Ich lachte kurz. „In Mahattan?", fragte ich nach, deutete auf mich und schüttelte den Kopf. „Nein, wie kommst du denn darauf?", fragte ich nach. „Ich muss doch jetzt nicht in New York sein. Vor allem nicht bei Vika, die heulend in ihrem Zimmer hockt und haufenweise Eis löffelt."
„Natasha", seufzte er. „Bitte, es ist, was? Drei Uhr morgens?"
„Vier", antwortete ich. „Und ich bin hellwach."
„Ich aber nicht", murmelte er, setzte sich auf. „Also? Was willst du?"
„Was ich will? Willst du mich verarschen?" Ich guckte böse als er aufstand und sein Zimmer verließ. „Hey, bleib gefälligst stehen, Barton", flüsterte ich laut als wir an Lauras Zimmertür vorbeiliefen und er anfing, die Treppen hinabzugehen. „Du haust mir nichts dir nichts einfach ab und denkst, das regelt sich schon von allein", verdrehte ich meine Augen als wir unten ankamen und er sich auf den Weg in die Küche machte. „Aber da irrst du dich, Clint. Du kannst das mir nicht antun. Und Victoria erst recht nicht, verstanden?" Ich fluchte unmissverständlich.
„Kaffee?", fragte er mich als er sich daran machte, Wasser in die Kanne zu gießen.
„Hörst du mir überhaupt zu?", zog ich die Brauen zusammen. „Barton, steh deinen Mann und hab die Eier in der Hose-"
„Nein, du hörst mir jetzt zu, Romanoff", schnitt er mir das Wort ab und ich hielt mit leicht geöffnetem Mund inne. „Ich war erwachsen genug und habe deiner Schwester alles erklärt", gestikulierte er. „Ich habe alle Fakten offengelegt. Das ich sie wollte", zählte er am Finger ab. „Das ich auf sie stehe, aber dass ich keine Beziehung möchte, verdammt nochmal." Er fuhr sich mit beiden Händen durchs Haar. „Sie war es, die mich rausgeworfen hat, verstanden? Mich!" Er deutete mit dem Zeigefinger auf sich, ehe er sich umdrehte und Kaffeepulver aus einer Dose schöpfte, ihn oben in die Kaffeemaschine gab. „Ich weiß, ich hätte betrunken nicht bei euch Zuhause aufkreuzen dürfen", murmelte er und ich zog eine Braue hoch, verschränkte meine Arme vor der Brust. „Ich wollte nur..." Er fluchte, ehe ich zusammenzuckte als er die Kaffeemaschine von der Anrichte fegte. „Ich wollte es bei deiner Schwester verflucht nochmal wieder gutmachen, klar?!" Ich biss mir auf die Unterlippe, schüttelte den Kopf und schnaubte, ehe ich aus dem Fenster hinter ihm blickte. „Wirklich, ich hab mich noch nie so hingezogen gefühlt zu einer Frau, wie zu deiner Schwester, verfluchte Scheiße."
>Fluchen bringt dich nicht weiter, Barton.

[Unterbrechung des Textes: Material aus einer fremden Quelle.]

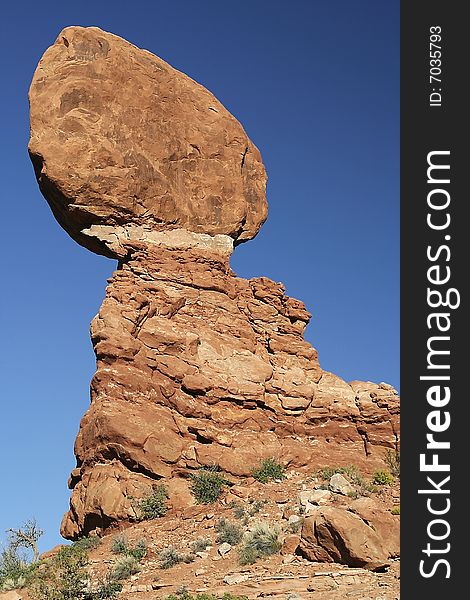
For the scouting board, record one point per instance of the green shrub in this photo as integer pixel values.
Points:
(120, 545)
(169, 557)
(124, 567)
(268, 470)
(263, 540)
(200, 544)
(207, 485)
(204, 596)
(87, 543)
(63, 577)
(238, 511)
(228, 532)
(153, 505)
(383, 477)
(392, 458)
(14, 570)
(107, 588)
(255, 506)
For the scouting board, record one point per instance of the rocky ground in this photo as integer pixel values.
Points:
(290, 505)
(196, 367)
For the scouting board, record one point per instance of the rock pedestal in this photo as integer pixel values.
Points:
(195, 366)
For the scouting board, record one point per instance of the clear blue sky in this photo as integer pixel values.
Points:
(316, 86)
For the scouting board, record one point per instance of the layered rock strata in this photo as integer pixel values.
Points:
(195, 366)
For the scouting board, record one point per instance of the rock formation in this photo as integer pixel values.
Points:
(195, 366)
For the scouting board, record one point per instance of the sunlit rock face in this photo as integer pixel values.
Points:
(195, 366)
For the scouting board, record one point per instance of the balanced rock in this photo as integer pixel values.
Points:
(337, 535)
(195, 366)
(124, 146)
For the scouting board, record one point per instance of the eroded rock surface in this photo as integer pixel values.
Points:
(123, 145)
(195, 366)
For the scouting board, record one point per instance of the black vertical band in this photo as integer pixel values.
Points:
(434, 270)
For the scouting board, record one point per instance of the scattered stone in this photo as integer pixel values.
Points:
(290, 544)
(320, 497)
(195, 366)
(337, 535)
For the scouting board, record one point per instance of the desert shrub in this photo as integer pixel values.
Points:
(383, 477)
(204, 596)
(295, 526)
(207, 485)
(268, 470)
(169, 557)
(121, 545)
(105, 588)
(228, 532)
(124, 567)
(392, 458)
(255, 506)
(263, 540)
(200, 544)
(63, 577)
(139, 551)
(15, 570)
(153, 505)
(86, 543)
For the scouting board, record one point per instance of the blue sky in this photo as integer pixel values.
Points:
(316, 86)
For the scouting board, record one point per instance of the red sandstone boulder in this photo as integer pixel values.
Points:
(336, 535)
(195, 366)
(124, 145)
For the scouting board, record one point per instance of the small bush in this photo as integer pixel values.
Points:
(256, 506)
(86, 543)
(124, 567)
(153, 505)
(200, 544)
(262, 541)
(207, 485)
(107, 588)
(228, 532)
(169, 557)
(14, 570)
(383, 477)
(120, 545)
(268, 470)
(238, 511)
(62, 577)
(392, 458)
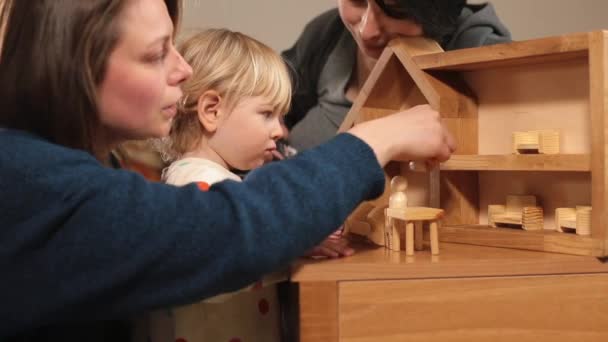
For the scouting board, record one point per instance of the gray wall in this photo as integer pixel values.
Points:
(279, 22)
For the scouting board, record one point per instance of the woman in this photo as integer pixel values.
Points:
(337, 51)
(82, 243)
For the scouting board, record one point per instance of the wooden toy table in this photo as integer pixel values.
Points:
(468, 293)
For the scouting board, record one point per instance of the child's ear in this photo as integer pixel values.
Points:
(209, 109)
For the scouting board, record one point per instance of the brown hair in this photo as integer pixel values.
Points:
(53, 58)
(233, 64)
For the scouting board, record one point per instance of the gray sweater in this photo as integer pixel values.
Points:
(323, 59)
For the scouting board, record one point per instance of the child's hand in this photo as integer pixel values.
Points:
(334, 246)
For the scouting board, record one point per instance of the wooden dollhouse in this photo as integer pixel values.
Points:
(548, 95)
(540, 199)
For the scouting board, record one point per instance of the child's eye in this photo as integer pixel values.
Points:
(359, 2)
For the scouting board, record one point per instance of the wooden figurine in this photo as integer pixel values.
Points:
(519, 210)
(539, 142)
(414, 217)
(577, 219)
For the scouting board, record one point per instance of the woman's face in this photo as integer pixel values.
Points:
(138, 96)
(372, 28)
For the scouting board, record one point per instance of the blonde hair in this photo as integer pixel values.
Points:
(236, 66)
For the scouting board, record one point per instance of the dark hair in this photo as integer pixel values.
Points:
(438, 18)
(53, 57)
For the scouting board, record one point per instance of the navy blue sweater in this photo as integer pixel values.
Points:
(80, 242)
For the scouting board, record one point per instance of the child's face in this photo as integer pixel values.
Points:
(246, 137)
(371, 28)
(138, 96)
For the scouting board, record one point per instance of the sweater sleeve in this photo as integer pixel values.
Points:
(80, 241)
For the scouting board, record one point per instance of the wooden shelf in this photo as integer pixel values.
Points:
(525, 52)
(519, 162)
(545, 240)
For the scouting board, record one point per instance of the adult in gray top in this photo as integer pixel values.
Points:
(337, 50)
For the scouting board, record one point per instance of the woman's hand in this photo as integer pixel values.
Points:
(413, 134)
(334, 246)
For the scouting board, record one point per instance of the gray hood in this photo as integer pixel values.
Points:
(478, 25)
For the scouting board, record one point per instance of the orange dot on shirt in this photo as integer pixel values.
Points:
(257, 286)
(202, 186)
(263, 306)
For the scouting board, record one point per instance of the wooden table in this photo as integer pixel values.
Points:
(467, 293)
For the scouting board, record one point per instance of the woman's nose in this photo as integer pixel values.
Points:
(369, 27)
(182, 70)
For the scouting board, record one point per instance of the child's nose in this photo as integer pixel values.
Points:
(277, 131)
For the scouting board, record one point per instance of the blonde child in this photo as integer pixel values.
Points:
(230, 119)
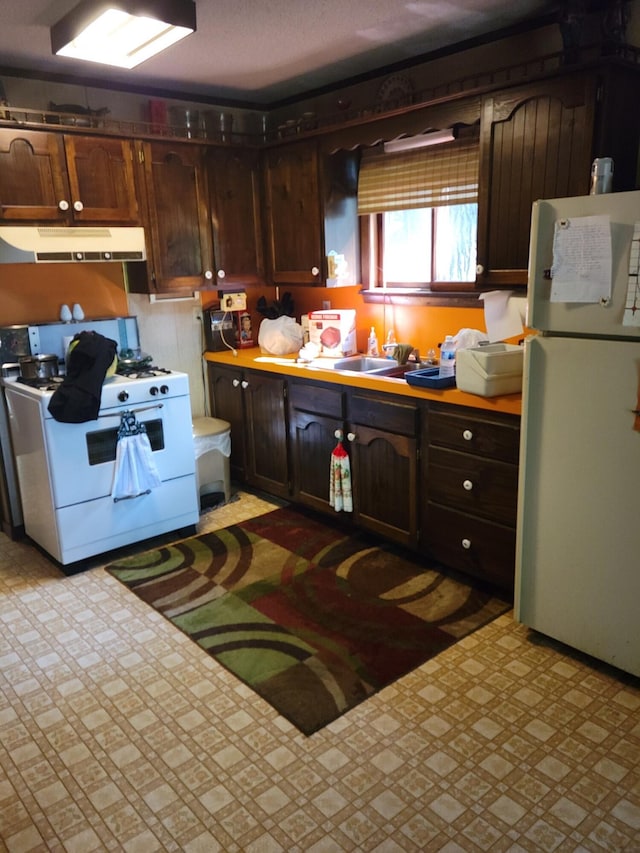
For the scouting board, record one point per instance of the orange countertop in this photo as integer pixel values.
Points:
(288, 366)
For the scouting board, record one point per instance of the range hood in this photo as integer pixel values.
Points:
(25, 244)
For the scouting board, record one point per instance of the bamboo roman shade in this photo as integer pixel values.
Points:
(429, 177)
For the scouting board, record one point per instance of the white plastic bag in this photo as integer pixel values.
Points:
(280, 336)
(467, 338)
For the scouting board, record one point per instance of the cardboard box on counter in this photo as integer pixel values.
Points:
(334, 332)
(490, 370)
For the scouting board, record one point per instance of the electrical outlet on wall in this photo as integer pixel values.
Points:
(233, 301)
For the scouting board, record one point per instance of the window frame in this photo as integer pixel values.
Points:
(371, 243)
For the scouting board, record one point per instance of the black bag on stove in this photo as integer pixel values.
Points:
(77, 399)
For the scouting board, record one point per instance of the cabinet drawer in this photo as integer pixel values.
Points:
(492, 437)
(473, 484)
(312, 398)
(389, 415)
(467, 543)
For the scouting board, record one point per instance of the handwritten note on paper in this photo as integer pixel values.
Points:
(581, 270)
(631, 315)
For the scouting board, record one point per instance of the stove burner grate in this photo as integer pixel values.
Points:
(141, 372)
(43, 383)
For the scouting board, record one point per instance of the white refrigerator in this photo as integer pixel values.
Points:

„Aber ich habe den Bogen überspannt, okay?!" Er zuckte mit den Schultern, seufzte. „Du siehst doch, wo das alles hingeführt hat."
„Nein, darum geht es nicht", stellte ich klar, deutete nach draußen. „Du solltest sehen, wohin es geführt hat", sagte ich wütend. „Victoria weint, ununterbrochen, Clint. Sie sollte nicht weinen. Sie sollte glücklich sein."
„Ja, aber ich bin nicht derjenige, der sie glücklich machen kann!", brüllte er.
„Hey, nicht so laut", haute Leyla aus dem Wohnzimmer raus. „Meine Kinder schlafen, Clint."
Er fuhr sich übers Gesicht, stöhnte in seine Hand. „Natasha, es tut mir leid, okay? Ich kann nichts anderes sagen, als dass es mir leid tut." Er zuckte mit seinen Schultern. „Ich denke, Gras über die Sache wachsen zu lassen, ist für alle Beteiligten erstmal das Beste", nickte er, ehe ich auf meine verschränkten Arme sah. „Ich werde schon zurückkommen, da verlass dich drauf", gestand er. „Aber nicht, wenn mich das Gefühl überkommt, mich ständig bei Victoria entschuldigen zu müssen und sie dauernd wegen mir am Heulen ist." Er seufzte. „So, irgendwas, was noch geklärt werden sollte?"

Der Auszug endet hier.